10.  Planen Sie, dass sich Österreich an der Relocation der schutzbedürftigsten Menschen, die sich noch auf den griechischen Inseln aufhalten, beteiligt?

a.    Wenn ja, inwiefern und wann?

b.    Wenn nein, warum nicht?

c.    Wenn nein, auf welchen Fakten und Studien stützen Sie diese Entscheidung?

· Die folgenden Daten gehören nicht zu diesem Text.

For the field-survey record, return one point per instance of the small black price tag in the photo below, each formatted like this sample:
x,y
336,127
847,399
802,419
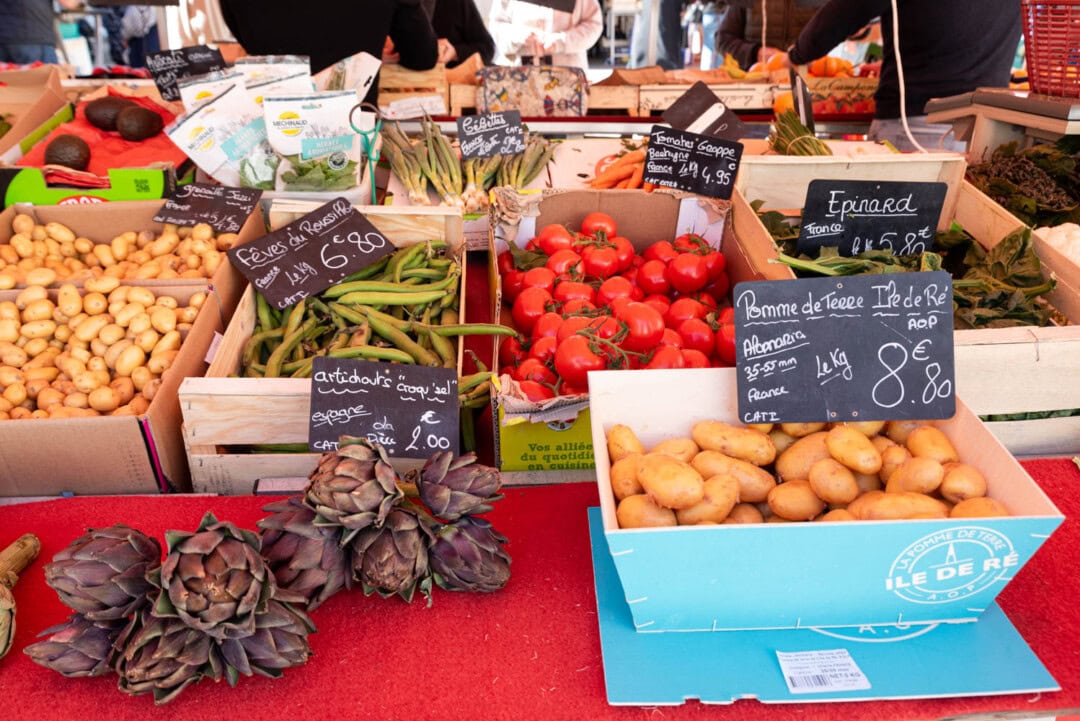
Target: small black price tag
x,y
856,216
493,134
409,410
701,110
861,348
311,254
171,65
696,163
225,209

11.  Wurden in Ihrem Ministerium unter Türkis-Blau und/oder haben Sie seit Türkis-Grün Maßnahmen ergriffen, um eine Deeskalation der Lage zwischen Geflüchteten und der griechischen Regierung und Soldaten zu bewirken?

a.    Wenn ja, welche Maßnahmen und wann?

b.    Wenn ja, gibt es einen Zeitraum für die Umsetzung dieser Maßnahmen?

c.    Wenn nein, wieso nicht? Bitte um genaue Angaben.

12.  Was planen Sie wann zu tun, um die Situation von ihrem absehbaren Weg Richtung zuspitzender Gewalt abkommen zu lassen?